The Phantom was a commercial breakthrough, and increasingly capable generations have followed, as well as many imitators. Islamic State militants started using drones to film suicide attacks for recruitment videos in 2014 and soon moved to battlefield reconnaissance. A drone video of a Syrian military base was followed by suicide bombings at the base’s weak points. Islamic State drones guide armored truck bombs to their targets; in Mosul they locate targets and help adjust the aim of mortar fire.
In early 2016, fixed-wing Islamic State drones conducted kamikaze-style attacks in Iraq and Syria. These were superseded by quadcopters dropping grenades, which have become increasingly common. The quadcopters are difficult to shoot down with small arms.

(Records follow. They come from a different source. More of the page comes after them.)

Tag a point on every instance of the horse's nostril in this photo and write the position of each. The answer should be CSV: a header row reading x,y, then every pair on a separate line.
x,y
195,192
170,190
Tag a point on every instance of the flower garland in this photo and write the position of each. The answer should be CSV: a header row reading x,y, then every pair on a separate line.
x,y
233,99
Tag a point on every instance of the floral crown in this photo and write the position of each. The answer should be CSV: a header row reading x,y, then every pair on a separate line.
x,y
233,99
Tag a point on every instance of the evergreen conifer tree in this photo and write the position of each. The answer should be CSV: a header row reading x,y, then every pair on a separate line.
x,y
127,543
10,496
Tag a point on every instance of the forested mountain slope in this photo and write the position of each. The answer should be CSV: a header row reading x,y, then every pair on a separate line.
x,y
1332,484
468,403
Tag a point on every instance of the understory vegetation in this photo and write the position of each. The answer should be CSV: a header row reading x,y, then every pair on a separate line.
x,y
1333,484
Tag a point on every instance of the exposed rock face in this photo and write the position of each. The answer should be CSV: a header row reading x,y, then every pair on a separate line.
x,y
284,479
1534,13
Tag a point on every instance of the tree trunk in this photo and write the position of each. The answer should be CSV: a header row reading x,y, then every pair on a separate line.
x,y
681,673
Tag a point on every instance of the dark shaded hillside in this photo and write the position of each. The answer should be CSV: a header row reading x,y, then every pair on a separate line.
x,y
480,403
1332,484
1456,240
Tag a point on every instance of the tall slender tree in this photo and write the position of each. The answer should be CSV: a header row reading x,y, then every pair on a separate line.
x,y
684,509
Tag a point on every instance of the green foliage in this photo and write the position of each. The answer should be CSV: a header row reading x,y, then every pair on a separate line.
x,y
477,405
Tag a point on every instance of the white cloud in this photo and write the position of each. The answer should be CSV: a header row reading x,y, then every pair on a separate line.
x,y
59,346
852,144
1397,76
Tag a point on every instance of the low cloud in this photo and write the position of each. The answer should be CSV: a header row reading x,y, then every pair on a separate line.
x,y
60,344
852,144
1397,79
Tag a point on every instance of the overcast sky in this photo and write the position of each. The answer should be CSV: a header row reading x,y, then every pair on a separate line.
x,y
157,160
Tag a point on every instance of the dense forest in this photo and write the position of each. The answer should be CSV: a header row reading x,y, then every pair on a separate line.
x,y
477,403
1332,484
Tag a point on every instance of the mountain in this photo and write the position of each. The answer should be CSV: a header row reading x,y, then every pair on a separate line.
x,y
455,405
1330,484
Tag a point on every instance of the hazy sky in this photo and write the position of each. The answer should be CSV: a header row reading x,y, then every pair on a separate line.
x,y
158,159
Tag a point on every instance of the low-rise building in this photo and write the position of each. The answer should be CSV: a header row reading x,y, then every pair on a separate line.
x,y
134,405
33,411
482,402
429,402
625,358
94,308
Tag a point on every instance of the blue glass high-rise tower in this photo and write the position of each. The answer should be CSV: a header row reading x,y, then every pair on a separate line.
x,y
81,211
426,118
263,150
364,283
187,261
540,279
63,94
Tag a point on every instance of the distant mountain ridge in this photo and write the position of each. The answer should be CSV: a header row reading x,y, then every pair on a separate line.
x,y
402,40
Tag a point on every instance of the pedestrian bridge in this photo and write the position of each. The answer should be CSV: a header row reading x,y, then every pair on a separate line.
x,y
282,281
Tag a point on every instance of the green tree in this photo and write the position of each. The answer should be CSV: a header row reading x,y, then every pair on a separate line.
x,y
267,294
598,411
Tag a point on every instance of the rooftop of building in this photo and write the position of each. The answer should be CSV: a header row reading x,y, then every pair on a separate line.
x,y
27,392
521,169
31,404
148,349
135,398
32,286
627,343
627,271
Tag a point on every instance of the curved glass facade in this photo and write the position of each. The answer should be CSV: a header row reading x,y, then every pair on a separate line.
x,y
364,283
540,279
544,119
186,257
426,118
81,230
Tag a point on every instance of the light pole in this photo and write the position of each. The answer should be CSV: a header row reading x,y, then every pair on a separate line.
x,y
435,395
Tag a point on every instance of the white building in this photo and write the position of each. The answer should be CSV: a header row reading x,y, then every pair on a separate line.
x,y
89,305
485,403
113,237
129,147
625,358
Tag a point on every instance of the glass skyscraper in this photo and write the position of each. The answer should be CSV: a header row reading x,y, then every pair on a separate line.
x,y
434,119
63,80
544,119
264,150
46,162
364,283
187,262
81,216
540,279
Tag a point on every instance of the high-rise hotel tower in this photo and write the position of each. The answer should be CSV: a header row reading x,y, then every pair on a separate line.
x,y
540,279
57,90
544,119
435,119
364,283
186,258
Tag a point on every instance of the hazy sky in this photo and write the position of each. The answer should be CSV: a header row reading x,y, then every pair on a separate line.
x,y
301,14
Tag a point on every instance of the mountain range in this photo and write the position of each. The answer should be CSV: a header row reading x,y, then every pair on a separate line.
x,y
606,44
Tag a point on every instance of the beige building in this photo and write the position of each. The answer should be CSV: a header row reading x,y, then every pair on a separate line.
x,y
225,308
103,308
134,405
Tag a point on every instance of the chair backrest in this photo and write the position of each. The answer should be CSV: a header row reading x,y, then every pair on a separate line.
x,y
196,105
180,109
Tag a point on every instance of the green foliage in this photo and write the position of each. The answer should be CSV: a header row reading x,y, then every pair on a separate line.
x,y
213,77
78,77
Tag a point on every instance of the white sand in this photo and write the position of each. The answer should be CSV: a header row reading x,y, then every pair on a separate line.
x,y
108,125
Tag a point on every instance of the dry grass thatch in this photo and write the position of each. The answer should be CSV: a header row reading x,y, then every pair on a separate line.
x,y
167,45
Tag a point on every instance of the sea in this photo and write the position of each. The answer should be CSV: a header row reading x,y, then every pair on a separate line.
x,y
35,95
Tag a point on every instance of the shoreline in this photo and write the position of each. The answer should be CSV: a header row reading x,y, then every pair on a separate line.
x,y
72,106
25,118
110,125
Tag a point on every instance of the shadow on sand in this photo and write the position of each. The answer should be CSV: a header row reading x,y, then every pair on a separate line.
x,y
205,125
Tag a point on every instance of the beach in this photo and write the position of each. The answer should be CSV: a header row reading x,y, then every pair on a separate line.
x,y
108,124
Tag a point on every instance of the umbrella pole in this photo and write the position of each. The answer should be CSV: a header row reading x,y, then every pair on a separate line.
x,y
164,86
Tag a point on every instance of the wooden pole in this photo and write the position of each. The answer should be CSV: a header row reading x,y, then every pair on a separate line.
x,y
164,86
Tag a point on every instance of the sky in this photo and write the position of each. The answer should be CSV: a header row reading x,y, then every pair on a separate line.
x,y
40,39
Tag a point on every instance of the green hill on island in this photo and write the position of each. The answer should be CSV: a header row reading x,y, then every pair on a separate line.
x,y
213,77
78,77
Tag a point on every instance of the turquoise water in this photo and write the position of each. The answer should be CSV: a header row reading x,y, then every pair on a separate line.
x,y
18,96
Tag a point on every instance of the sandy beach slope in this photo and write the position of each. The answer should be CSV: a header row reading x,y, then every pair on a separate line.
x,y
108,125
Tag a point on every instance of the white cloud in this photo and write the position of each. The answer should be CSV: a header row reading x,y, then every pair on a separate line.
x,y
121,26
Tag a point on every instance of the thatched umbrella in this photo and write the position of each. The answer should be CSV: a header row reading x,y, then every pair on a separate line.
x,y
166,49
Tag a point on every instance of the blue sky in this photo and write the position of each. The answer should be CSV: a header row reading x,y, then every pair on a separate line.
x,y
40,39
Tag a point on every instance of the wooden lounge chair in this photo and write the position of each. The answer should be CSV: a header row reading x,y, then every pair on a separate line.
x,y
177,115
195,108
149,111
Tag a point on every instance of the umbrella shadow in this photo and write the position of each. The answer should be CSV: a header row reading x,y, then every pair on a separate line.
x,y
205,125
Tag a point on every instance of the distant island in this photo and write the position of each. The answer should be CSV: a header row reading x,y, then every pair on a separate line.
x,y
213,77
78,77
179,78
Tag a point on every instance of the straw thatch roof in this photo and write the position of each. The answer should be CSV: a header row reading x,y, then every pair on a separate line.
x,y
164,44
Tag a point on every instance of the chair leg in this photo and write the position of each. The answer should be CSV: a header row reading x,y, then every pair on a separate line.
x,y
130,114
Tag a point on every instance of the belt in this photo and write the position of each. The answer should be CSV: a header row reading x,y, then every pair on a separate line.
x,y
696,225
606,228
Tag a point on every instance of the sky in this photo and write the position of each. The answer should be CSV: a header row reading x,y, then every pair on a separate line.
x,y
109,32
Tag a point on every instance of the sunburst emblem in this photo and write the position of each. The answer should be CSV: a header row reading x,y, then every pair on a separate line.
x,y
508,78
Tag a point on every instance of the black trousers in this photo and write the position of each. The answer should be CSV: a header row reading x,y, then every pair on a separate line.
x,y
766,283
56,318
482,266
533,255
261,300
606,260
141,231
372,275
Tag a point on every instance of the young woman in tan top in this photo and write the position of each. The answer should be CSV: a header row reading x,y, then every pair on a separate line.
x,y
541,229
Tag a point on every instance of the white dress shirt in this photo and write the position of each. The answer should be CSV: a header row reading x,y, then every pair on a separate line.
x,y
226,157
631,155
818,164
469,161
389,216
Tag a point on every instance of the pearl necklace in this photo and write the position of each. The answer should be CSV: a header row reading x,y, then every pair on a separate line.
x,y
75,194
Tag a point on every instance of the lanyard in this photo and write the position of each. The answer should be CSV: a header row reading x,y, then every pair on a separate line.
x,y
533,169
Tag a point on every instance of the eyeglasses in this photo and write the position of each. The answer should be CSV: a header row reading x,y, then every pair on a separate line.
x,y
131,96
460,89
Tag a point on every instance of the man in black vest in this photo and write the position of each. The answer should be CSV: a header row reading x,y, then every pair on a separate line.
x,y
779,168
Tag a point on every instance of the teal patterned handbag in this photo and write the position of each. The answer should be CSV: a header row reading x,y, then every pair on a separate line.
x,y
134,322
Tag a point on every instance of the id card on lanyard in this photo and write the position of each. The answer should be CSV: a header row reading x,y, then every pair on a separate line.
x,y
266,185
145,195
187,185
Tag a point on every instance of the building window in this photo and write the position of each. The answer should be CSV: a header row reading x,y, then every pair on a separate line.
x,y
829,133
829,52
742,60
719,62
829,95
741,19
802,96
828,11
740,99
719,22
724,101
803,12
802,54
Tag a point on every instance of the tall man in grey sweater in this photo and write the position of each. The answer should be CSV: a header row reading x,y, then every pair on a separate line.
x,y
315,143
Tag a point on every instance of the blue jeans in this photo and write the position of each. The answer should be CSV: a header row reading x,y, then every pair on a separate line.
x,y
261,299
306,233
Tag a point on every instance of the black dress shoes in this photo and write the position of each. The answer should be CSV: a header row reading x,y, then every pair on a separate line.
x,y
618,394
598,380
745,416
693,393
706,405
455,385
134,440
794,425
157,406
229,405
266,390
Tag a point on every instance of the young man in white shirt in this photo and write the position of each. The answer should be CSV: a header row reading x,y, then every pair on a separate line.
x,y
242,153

Iraqi journalist Nabard Hussein reported 10 quadcopter grenade attacks in one hour in Mosul. In early February, the Iraqi military told the Associated Press they had suffered three dead and “dozens” injured from drone attacks; the number killed has risen in the intervening weeks. Kurdish fighters have also been targeted, as have civilians, with nine killed in one incident in Baghdad. The tempo has increased; the Islamic State (ISIS) group boasted of drone attacks in eight locations in one day in February.
DJI Phantom drone
Islamic State militants have turned to the use of consumer drones such as DJI’s Phantom. Credit: DJI
ISIS documents reveal a coordinated drone effort rather than local initiatives. The most common munition is a 40-mm grenade warhead in a finned aerodynamic body, produced in large numbers. The grenade’s usual arming mechanism has been replaced by a ring that is automatically pulled out as the munition is released. The half-pound high-explosive dual-purpose warhead has a lethal radius of 5 m (16 ft.) and can penetrate 50-mm of steel plate.
ISIS videos show the munitions striking with considerable accuracy, scoring direct hits on vehicles or landing in the middle of groups of people. While these instances are cherry-picked, and misses are not shown, they give an idea of the accuracy that can be achieved by a hovering platform at low altitude. The addition of targeting software may increase this accuracy in the future.
ISIS has also developed fixed-wing drones with a longer range and greater payload than quadcopters. Captured workshops have included Skywalker X-8 consumer drones, as well as airframes built from scratch with commercial drone engines and autopilots, components that can be acquired easily online. ISIS has expressed an interest in fixed-wing drones firing guided rockets, and on Feb. 21 the Turkish publication Daily Sabahquoted military sources as saying a missile from an ISIS drone killed two students.
ISIS is also seeking larger, more capable quadcopters. Captured drones included a large commercial quadrotor carrying an RPG-7 warhead. In theory, this could penetrate the thin top armor of even the heaviest tanks.
New developments in consumer drones are likely to be adapted by insurgents. U.S. forces in Iraq urgently requested drone jammers. However, consumer drones are already capable of complete flights without human supervision. Recent DJI models boast features including obstacle avoidance, optical navigation and human detection. This technology could enable insurgents to build an autonomous attack drone able to fly to an area, locate targets such as people or vehicles, and engage them on its own. It would be crude and indiscriminate, but it would be impossible to jam. Without the need for operators, autonomous drones could be deployed in large numbers in saturation attacks. This could be devastating against a force that had come to rely on jamming protection.
Small, cheap armed drones are starting to make an impact on the battlefield in Iraq and Syria, and this is likely to increase—as is the prospect that such drones will be used by terrorist groups closer to home.